We must not assume that human beings in the eastern Asiatic area were all differentiating in one direction and all the human beings in Africa in another. There were great currents of tendency, it is true, but there were also backwaters eddies, admixtures, readmixtures, and leakages from one main area to the other. A coloured map of the world to show the races would not present just four great areas of colour; it would have to be dabbed over with a multitude of tints and intermediate shades, simple here, mixed and overlapping there.

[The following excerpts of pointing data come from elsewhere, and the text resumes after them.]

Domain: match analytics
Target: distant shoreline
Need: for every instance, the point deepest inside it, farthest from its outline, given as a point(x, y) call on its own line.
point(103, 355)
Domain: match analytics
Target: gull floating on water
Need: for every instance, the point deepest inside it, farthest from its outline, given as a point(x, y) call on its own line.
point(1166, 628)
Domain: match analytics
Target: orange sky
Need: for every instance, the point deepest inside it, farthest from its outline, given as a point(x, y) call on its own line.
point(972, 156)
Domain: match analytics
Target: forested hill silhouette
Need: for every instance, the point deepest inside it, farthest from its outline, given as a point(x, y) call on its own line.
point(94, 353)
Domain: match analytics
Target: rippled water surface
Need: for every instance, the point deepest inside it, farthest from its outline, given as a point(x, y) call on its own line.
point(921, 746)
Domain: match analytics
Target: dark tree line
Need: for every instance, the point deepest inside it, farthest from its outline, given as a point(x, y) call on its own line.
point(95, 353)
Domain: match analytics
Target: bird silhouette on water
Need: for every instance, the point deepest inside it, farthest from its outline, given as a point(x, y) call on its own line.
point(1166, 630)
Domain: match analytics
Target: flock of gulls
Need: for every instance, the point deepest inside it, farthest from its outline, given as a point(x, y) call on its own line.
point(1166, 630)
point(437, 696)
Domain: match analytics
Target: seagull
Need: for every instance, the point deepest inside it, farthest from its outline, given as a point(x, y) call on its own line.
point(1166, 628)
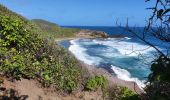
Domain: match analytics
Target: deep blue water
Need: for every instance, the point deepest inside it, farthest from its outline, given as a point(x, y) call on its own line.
point(123, 57)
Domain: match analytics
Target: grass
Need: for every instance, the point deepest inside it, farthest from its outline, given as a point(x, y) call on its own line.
point(53, 31)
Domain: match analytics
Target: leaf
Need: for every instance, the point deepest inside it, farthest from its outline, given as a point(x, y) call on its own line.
point(166, 11)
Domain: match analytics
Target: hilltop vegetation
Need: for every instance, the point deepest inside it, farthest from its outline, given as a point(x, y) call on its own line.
point(24, 54)
point(53, 31)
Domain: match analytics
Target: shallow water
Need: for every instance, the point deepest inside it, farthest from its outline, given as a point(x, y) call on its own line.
point(123, 57)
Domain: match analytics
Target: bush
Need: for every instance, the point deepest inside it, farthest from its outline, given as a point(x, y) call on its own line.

In the early Neolithic Period in Europe — it may be 10,000 or 12,000 years ago or so — man was differentiating all over the world, and he had already differentiated to a number of varieties, but he has never differentiated into different species. A “species”, we must remember, in biological language is distinguished from a ?variety? by the fact that varieties can interbreed, while species either do not do so or produce offspring which, like mules, are sterile. All mankind can interbreed freely, can learn to understand the same speech, can adapt itself to cooperation. And in the present age, man is probably no longer undergoing differentiation at all. Readmixture is now a far stronger force than differentiation. Men mingle more and more. Mankind from the view of a biologist is an animal species in a state of arrested differentiation and possible readmixture.